Sunday, 5 December 2010
Smithfield Market - wholesale heritage
Today's Observer, in 'This week in 1849', quotes an article from that year bemoaning the 'Smithfield nuisance': 'The Corporation of London seem resolved to stand by the Smithfield Market and uphold it in all their integrity of filth, disease and crime. More shame for them!'
The source of the problems at that time was livestock, which came here from the countryside for sale since at least the 10th century. Within a few years, the cattle market had been moved north to Islington - you can see the remnants off Market Road, opposite the Astroturf - and from then on it was carcases rather than live beasts that were brought here. Horace Jones' meat market buildings, still in use today, were built at Smithfield in the 1860s.
Filth, disease and crime are not apparent at Smithfield today (at least, not at the market) but you can still see porters with bits of carcase on their shoulders. One imagines there may be some amongst the tidy minded who would be happy to see this market disappear in turn. The City's planning policies support its retention, but not in very strong terms. All the other wholesale markets in central London have moved out - to see what we lost, watch Lindsay Anderson's 'Every Day except Christmas' (1957) and Hitchcock's 'Frenzy' (1972), for a mixed use nirvana of cheery cockney fruit and veg selling in Covent Garden.
Does it still make sense to have this market here today, serviced by particulate-belching articulated lorries, a short walk from the heart of the City? In the nineteenth century, meat came here directly by train, via sidings off the lines that run below the market (which are currently being upgraded for Thameslink) - the lost art of the integrated sustainable transport solution.
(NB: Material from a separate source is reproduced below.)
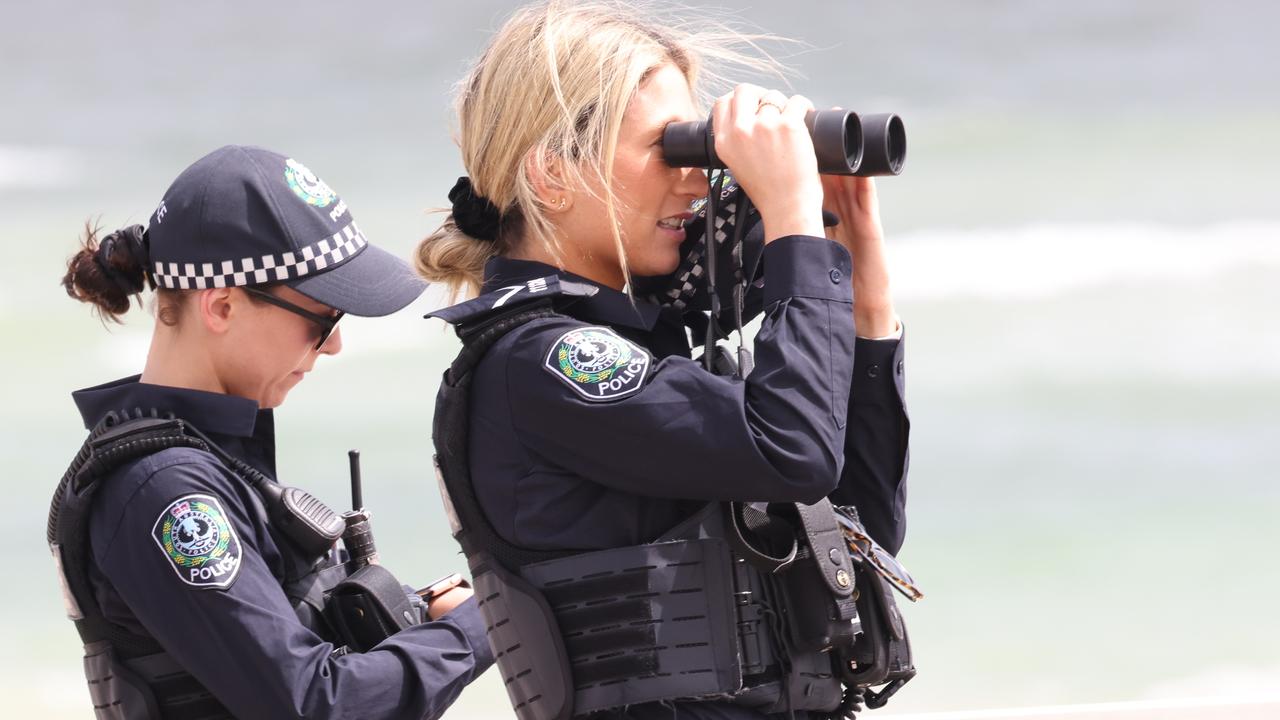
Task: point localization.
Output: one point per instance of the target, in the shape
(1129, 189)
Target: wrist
(794, 223)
But the fact is that Smithfield still seems to work, lorries and all. Commuters wander to work through the Grand Avenue amongst the porters, pallets and forklifts, without apparent difficulty. Imagine the fuss if this was proposed as a new piece of planning today.
Michael Sorkin's marvellous 'Twenty Minutes in Manhattan' reminds us how conservationists so often miss the point in thinking that it is buildings rather than activity that mainly determine the character of an area. It is hard to imagine the present rich mix of the Smithfield / Clerkenwell area becoming yet richer if the meat market were to be replaced by 'tidier' uses. We can get scented candles elsewhere.
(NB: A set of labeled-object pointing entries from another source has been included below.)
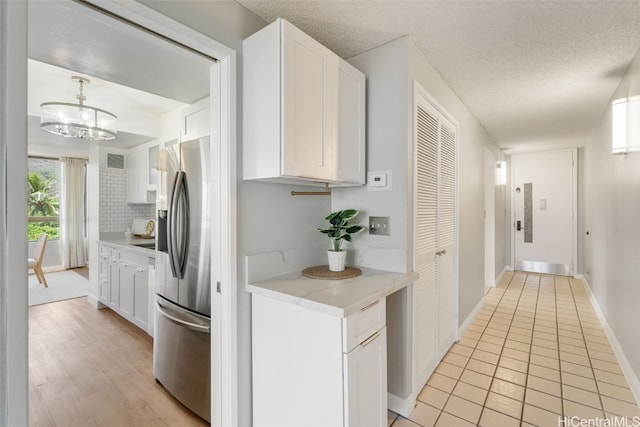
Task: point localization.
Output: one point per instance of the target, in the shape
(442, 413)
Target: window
(43, 181)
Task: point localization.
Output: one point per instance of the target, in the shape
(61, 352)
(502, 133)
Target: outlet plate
(380, 225)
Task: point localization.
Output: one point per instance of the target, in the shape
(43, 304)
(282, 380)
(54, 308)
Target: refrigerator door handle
(172, 229)
(184, 223)
(179, 226)
(182, 322)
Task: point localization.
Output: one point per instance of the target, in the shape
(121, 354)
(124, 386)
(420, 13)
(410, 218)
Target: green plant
(343, 225)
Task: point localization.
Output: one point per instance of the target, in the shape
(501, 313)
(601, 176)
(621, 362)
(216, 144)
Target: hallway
(536, 354)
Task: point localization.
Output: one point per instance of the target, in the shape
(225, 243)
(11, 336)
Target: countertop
(127, 244)
(335, 297)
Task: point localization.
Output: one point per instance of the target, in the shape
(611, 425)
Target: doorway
(223, 121)
(544, 203)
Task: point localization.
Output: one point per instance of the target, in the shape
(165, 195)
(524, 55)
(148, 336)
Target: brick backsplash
(115, 213)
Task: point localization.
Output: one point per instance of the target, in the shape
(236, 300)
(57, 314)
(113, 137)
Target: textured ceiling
(536, 74)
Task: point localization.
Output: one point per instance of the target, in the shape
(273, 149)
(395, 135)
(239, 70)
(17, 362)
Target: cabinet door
(104, 275)
(195, 121)
(140, 294)
(126, 280)
(114, 294)
(152, 171)
(137, 165)
(365, 384)
(351, 157)
(308, 85)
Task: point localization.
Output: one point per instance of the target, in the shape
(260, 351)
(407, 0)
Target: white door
(435, 238)
(489, 218)
(544, 206)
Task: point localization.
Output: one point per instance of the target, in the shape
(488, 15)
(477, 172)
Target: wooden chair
(35, 263)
Today's causes are less visceral than those of the 1840s - most recently at Smithfield, the proposed redevelopment of the moribund General Market building, at the west end of the complex on Farringdon Road, was contended at a public inquiry. It is not much of a building, unused and depressingly consistent with much of Farringdon Road in the dead character of its frontages. If that building was replaced by a more useful one, there might be a bit of a 'heritage loss', but not much, and if done well there would be significant gains. The character of Smithfield would not change much. If the butchers went, that would be a different kettle of fish - they would not come back, and Smithfield would really become less 'locally distinctive', and more like everywhere else.